Se lavó la cara y se peinó. No hizo mucho, bajo para comer el desayuno que no encontró. Pero si una nota de su madre que decía:
Akemi:
Tuva una misión, así que no tuve tiempo de prepararte el desayuno. Espero que me perdones.
Atte: Mitusko-san
La pelirroja soltó un bufido, no era buena para cocinar. Aunque tendría que hacer un esfuerzo ya que su estómago le pedía a gritos comida. Justo cuando se iba a dirigir a la cocina tocaron la puerta, talvez era su madre que le traía le desayuno…talvez.
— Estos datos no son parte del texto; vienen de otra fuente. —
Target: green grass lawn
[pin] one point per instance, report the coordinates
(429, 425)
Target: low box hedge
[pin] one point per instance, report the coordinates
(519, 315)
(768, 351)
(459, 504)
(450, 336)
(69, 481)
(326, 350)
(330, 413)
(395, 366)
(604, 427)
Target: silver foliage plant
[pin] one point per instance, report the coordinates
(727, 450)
-¿hola?-tratando de acostumbrarse a la luz solar que se emitía desde afuera.
-…-
-¿Gaara?
-…-
-¿estás bien? Estás rojo.- Gaara no podía hablar, nunca pero nunca había visto una chica en esas condiciones. Akemi se había olvidado de vestirse y solo traía puesto una remera corta apretada y un boxer (N/A: no son los que usan los hombres, hay unos que son para mujeres). El pelirrojo tragó seco, menos mal que sabía manejar "su cosa" sino la chica iba a pensar cualquier cosa, hasta que podía ser un pervertido y él no lo era.
-s…s…si
-¿Querés pasar?- le preguntó con una sonrisa. Gaara asintió y se dirigió al salón principal, observó la casa y todos sus detalles, era un poco mas chica que la suya, aunque claro…el era el kasekage y era muy obvio que su casa sería mas grande. Dejó de pensar al oír la vos de la chica y sin saber porqué enrojeció al instante.
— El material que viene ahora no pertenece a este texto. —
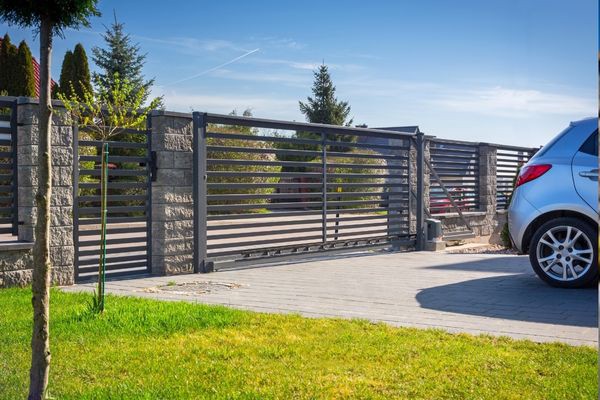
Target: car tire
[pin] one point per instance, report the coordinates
(565, 262)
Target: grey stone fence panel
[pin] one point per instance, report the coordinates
(16, 261)
(172, 203)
-Gaara…-Akemi sabía notó la sonrojes de Gaara. Pero se hizo la tonta y siguió conversando.
-…
-¿No tendrías que haber venido más tarde?
-si quieres me voy.- se cruzó de brazos y miró el techo mientras que la pecosa lo miraba con una gotita en la cabeza. Ese chico era difícil.
-No quise decir eso, es solo que te esperaba más tarde. ¿Gaara?
-¿qué pasa?
-¿me llevarías a desayunar? Si quieres pago y…
-nada de eso. Te invito a desayunar y pago yo.-Recalcando el "yo". La chica sonrió y lo besó en le mejilla como agradecimiento. Mientras que Gaara tocaba la mejilla besada, esa chica hacía que él sintiera cosas y hiciera cosas que nunca antes había hecho o había sentido antes.
Dos minutos después se veía a Akemi vestida con un vestido rosa pastel que le llegaba hasta la rodilla y el pelo recogido en una sola colita, con un mechón de cabello al costado de su rostro. El pelirrojo abrió los ojos como platos, no estaba linda…estaba hermosa.
Salieron de la casa, caminando en silencio hasta el restaurante que había comentado el ojiverde hace unos segundos atrás. Si cualquiera los hubiera visto, habrían tenido compasión de la chica, ya que Gaara no la miraba y ni la tomaba de la mano. Mientras que Akemi lo miraba siempre (hasta se había caído unas cuentas veces por no ver por donde iba).
Pero no era así, el chico la miraba cada vez que ella desviaba la mirada y se moría de ganas de tomarla de la mano y besarla, pero si alguien lo viera ¿qué haría? Perdería su dignidad… ¿o no?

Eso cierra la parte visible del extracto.